Pollyanna. Naive. Delusional. These are three words that critics of a positive or optimistic coaching style use and, let’s face it, in some cases, they might be more accurate than we’d like to admit. One of the problems with using the phrase, “positive coaching,” is that people associate it with The Power of Positive Thinking that if you believe something it will come to pass regardless of your actions or external limitations.
Realism is absolutely needed in many situations that coaches and athletic directors run into on a daily basis such as student safety, fiscal policies and procedures and transportation. Although you want ourselves and our coaches to have hope and optimism for a bright future, you also need a healthy dose of realism to ensure success.
Vice Admiral James Stockdale was shot down during the Vietnam War and spent seven and a half years in a brutal prison camp where he was tortured and left in solitary confinement for much of his time there. How was he able to survive while others succumbed to the terrible conditions of the camp?
Stockdale said that prisoners who thought they would be home by Christmas and when that came and went, would say they’d be home by Easter would eventually wear down and lose all hope as these mental milestone came and went. Stockdale said it was “naive optimism,” that got you killed in those prison camps.
Stockdale had a different approach. As he put it, “This is a very important lesson. You must never confuse faith that you will prevail in the end—which you can never afford to lose—with the discipline to confront the most brutal facts of your current reality, whatever they might be.”
Jim Collins in his book Good to Great coined this concept as the Stockdale Paradox.
So then the question arises, how does one both remain optimistic in the face of extreme adversity or negative situations?
Recently I came across the concept of what Martin Seligman refers to “Explanatory Styles.” An explanatory style is essentially your internal dialogue when something happens. Seligman through research identified two basic explanatory styles: optimistic and pessimistic.
Seligman further identified three crucial dimensions to your explanatory style:
- Permanence: Is it likely to continue? Is it permanent or temporary? If it’s a bad thing, the optimist tends to think it’s a fluke. If it’s a good thing, they tend to think it’s permanent.
- Pervasiveness: Is it reflective of your whole life? Is it “universal” or is it “specific”? With a good event, the optimist is more likely to extend it to her whole life. With a bad event, she will tend to isolate the incident as specific to that situation.
- Personalization: Internal or external? Something good happens. An optimist pats himself on the back (internal)—saying he did a good job. Something bad happens. The optimist looks to things outside of himself (external) to explain the event—from bad luck to an off day.
Seligman took his theories to several places to study. At Metlife, Seligman was asked to screen all of the new hires at the company for their explanatory style. He found that insurance agents who scored in the less optimistic half of his test were twice as likely to quit as agents who scored in the more optimistic half. Further, the agents from the top quarter sold 50% more than the agents from the bottom quarter.

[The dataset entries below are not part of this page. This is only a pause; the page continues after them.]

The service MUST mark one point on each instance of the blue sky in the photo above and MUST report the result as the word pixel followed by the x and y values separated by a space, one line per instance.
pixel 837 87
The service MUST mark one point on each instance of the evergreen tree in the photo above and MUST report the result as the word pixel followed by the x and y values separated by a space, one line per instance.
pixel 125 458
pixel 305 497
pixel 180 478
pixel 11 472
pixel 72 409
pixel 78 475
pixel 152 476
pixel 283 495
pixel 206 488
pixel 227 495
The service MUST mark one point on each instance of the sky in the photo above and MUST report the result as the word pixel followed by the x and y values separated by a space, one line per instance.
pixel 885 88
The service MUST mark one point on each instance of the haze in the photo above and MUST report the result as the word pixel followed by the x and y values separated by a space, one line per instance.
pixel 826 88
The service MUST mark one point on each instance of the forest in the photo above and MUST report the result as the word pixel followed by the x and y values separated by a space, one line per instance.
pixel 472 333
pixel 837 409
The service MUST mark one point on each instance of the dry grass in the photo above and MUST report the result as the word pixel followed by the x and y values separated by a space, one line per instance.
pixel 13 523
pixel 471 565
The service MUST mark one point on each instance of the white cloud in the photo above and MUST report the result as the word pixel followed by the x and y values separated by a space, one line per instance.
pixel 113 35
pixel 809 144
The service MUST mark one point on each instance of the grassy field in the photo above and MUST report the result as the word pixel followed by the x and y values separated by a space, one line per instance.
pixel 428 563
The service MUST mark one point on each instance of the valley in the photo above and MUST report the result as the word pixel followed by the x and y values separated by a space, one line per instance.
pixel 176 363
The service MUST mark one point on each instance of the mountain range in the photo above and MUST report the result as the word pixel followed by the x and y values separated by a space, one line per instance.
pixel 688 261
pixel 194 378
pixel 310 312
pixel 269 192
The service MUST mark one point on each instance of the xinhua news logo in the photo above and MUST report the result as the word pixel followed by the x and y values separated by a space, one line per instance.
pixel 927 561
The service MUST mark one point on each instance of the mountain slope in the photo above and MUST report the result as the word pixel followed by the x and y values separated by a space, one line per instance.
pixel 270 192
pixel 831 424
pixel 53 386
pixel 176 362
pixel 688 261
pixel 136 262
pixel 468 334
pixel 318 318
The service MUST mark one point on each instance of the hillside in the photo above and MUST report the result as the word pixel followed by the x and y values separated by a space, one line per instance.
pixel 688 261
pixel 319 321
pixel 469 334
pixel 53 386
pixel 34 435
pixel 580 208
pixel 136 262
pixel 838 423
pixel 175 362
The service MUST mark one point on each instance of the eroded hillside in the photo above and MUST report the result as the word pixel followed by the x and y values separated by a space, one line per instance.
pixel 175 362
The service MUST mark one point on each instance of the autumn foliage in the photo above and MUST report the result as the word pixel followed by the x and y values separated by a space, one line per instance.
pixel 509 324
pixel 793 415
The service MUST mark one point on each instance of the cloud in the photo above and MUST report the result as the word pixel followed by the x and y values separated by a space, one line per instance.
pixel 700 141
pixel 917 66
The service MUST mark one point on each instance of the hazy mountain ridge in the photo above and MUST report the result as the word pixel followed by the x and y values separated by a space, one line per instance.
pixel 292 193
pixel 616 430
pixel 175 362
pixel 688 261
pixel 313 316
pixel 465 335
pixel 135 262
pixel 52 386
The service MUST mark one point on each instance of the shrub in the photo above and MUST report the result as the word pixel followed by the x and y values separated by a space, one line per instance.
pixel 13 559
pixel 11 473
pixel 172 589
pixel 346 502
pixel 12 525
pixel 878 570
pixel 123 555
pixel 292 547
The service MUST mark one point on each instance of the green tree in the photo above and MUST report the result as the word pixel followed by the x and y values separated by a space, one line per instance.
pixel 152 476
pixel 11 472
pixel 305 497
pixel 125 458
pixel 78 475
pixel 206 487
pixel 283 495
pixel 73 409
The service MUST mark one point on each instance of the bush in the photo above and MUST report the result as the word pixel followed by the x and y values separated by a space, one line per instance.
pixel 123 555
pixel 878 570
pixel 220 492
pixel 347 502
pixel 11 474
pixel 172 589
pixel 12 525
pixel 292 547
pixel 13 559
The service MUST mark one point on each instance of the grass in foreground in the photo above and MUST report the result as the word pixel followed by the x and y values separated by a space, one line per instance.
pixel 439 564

In the NBA he found that teams, and not just individuals, have a meaningful and measurable explanatory style. Following a loss, an optimistic team was much more likely to beat the spread. A team’s explanatory style for bad events strongly predicts how they do against a point spread after a loss.
So, how to become more optimistic? Pay attention to your internal dialogue, notice the patterns, and try to focus on the permanence, pervasiveness and personalization you ascribe to an event.